~ NOVEMBER 2022 ~
Many people come to therapy when their relationship is on the brink of collapse. They ask questions like:
- “Should I have seen this coming?”
- “Why do I always feel like I’m failing at love? Is it all my fault?”
- “Is there any way I can stop the ship from sinking?”
- “What does this mean for my future?”
Whether it’s a relatively new relationship or a long-time marriage, breaking up is hard. Research published in the Journal of Family Psychology shows that breakups increase psychological distress and reduce life satisfaction. Often, the negative effects of a breakup can impact one’s mental health for months, even years, after the dissolution.
After a relationship goes south, it’s important to take stock of what went wrong. This can be done by yourself or with the help of a therapist and it can prevent you from entering a similarly vulnerable situation in the future.
It’s also important to orient yourself to the common things that lead to breakups. This can help normalize your own situation and perhaps steer you down a better path in the future. Remember, breaking up is a part of life: approximately half of first-time marriages end in divorce and research shows that more than one in three unmarried people between the age of 18 and 35 have experienced at least one breakup in the past two years. In other words, this is not just a ‘you’ problem.
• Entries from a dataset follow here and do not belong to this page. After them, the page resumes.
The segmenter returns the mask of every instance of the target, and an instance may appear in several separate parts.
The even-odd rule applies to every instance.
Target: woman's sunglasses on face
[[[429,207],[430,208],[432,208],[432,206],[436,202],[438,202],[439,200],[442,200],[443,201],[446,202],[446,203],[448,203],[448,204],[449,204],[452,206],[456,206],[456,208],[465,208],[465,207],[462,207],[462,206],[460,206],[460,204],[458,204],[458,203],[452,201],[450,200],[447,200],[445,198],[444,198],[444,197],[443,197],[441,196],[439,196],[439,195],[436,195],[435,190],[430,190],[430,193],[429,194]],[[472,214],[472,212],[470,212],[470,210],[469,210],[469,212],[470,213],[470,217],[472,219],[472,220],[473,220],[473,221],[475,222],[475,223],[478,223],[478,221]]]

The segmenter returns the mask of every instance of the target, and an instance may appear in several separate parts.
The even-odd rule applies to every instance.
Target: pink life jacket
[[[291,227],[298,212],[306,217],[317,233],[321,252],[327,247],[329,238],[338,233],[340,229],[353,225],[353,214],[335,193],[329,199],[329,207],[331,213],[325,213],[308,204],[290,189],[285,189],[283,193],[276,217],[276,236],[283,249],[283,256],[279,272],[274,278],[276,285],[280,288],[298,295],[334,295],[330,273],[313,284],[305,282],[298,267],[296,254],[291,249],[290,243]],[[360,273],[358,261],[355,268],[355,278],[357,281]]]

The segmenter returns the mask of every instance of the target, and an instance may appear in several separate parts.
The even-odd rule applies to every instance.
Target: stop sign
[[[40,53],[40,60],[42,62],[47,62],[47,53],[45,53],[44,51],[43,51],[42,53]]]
Here are the top 12 reasons why couples break up, according to scientific research conducted on couples in Britain and published in the journal PLOS-ONE.
- Grew apart
- Lack of respect
- Different interests
- Money problems
- Not sharing housework
- Difficulties with sex
- Domestic violence
- Not having children
Interestingly, the results were relatively consistent for men and women. Both genders cited ‘growing apart’ and ‘arguments’ as the top two dissolution factors. ‘Lack of respect’ was a more important factor for women than men, as were ‘money problems,’ ‘not sharing household responsibilities,’ and ‘domestic violence.’
Other research published in the Journal of Social and Personal Relationships found that many problems that ultimately led to a divorce (e.g., communication issues, infidelity, etc.) were present at the start of the relationship. It’s important to tune into warning signs early and not expect these things to correct themselves on their own.
It’s also important to keep in mind that, as hard as it may seem, you do heal after a breakup. One study found that divorcing couples reap significant psychological gains from the dissolution of their marriages and that men and women tend to benefit equally.
“Divorce works,” state the authors. “The evidence suggests that marital dissolution eventually produces a rise in psychological well-being. For those couples who take it, the leap into the dark seems to improve their lives.”
Breaking up can be an emotionally devastating experience. But it’s important to learn from it. Take time to reflect on what went wrong and what you might be able to do in the future to protect yourself from another letdown. Research suggests that breakups hurt more when couples’ lives are more intertwined (e.g., you live together, you share finances, you have children or pets together, you share the same friend network, etc.).